Employee Motivation, the Organizational Environment and Productivity

Human resource management functions and strategy

Human Resource Management

Function 1: Manpower planning

The penalties for not being correctly staffed are costly.

  • Understaffing loses the business economies of scale and specialization, orders, customers and profits.
  • Overstaffing is wasteful and expensive, if sustained, and it is costly to eliminate because of modern legislation in respect of redundancy payments, consultation, minimum periods of notice, etc. Very importantly, overstaffing reduces the competitive efficiency of the business.

Planning staff levels requires that an assessment of present and future needs of the organization be compared with present resources and future predicted resources. Appropriate steps then be planned to bring demand and supply into balance.

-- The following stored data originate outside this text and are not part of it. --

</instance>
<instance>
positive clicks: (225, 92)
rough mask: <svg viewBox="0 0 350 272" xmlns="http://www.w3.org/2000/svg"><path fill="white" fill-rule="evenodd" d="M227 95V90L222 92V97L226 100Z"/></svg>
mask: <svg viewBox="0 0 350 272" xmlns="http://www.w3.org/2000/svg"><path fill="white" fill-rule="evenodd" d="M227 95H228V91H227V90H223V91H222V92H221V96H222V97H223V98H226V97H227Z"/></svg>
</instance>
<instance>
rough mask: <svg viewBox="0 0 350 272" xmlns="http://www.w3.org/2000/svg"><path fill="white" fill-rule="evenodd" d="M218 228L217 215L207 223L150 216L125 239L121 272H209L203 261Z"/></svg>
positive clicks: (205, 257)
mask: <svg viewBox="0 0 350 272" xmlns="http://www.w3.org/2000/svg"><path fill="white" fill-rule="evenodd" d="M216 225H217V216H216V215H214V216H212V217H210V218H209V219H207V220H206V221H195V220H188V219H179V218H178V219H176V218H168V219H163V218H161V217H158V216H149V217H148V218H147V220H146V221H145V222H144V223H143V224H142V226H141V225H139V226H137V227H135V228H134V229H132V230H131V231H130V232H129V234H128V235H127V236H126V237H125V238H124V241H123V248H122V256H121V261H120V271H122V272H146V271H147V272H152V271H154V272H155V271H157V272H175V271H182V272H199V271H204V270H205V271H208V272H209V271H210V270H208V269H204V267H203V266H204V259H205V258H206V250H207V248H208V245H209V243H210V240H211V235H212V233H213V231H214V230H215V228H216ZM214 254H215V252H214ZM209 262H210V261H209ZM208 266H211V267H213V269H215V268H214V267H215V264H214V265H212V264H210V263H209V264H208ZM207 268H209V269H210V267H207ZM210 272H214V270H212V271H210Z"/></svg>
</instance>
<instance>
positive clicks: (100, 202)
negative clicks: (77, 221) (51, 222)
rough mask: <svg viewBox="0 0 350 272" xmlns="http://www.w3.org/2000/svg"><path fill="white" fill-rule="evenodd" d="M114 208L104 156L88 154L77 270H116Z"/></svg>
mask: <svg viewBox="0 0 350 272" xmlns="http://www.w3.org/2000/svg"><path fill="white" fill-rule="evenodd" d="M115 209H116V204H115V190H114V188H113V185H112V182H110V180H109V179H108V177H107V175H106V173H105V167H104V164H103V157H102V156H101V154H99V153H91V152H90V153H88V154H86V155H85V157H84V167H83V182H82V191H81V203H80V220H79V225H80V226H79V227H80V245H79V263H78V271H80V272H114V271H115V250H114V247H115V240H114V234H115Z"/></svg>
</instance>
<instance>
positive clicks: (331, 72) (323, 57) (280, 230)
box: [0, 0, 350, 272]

Thus the first step is to take a 'satellite picture' of the existing workforce profile (numbers, skills, ages, flexibility, gender, experience, forecast capabilities, character, potential, etc. of existing employees) and then to adjust this for 1, 3 and 10 years ahead by amendments for normal turnover, planned staff movements, retirements, etc, in line with the business plan for the corresponding time frames.

The result should be a series of crude supply situations as would be the outcome of present planning if left unmodified. (This, clearly, requires a great deal of information accretion, classification and statistical analysis as a subsidiary aspect of personnel management.)

What future demands will be is only influenced in part by the forecast of the personnel manager, whose main task may well be to scrutinize and modify the crude predictions of other managers. Future staffing needs will derive from:

  • Sales and production forecasts
  • The effects of technological change on task needs
  • Variations in the efficiency, productivity, flexibility of labor as a result of training, work study, organizational change, new motivations, etc.
  • Changes in employment practices (e.g. use of subcontractors or agency staffs, hiving-off tasks, buying in, substitution, etc.)
  • Variations, which respond to new legislation, e.g. payroll taxes or their abolition, new health and safety requirements
  • Changes in Government policies (investment incentives, regional or trade grants, etc.)

What should emerge from this 'blue sky gazing' is a 'thought out' and logical staffing demand schedule for varying dates in the future which can then be compared with the crude supply schedules. The comparisons will then indicate what steps must be taken to achieve a balance.

That, in turn, will involve the further planning of such recruitment, training, retraining, labor reductions (early retirement/redundancy) or changes in workforce utilization as will bring supply and demand into equilibrium, not just as a one–off but as a continuing workforce planning exercise the inputs to which will need constant varying to reflect 'actual' as against predicted experience on the supply side and changes in production actually achieved as against forecast on the demand side.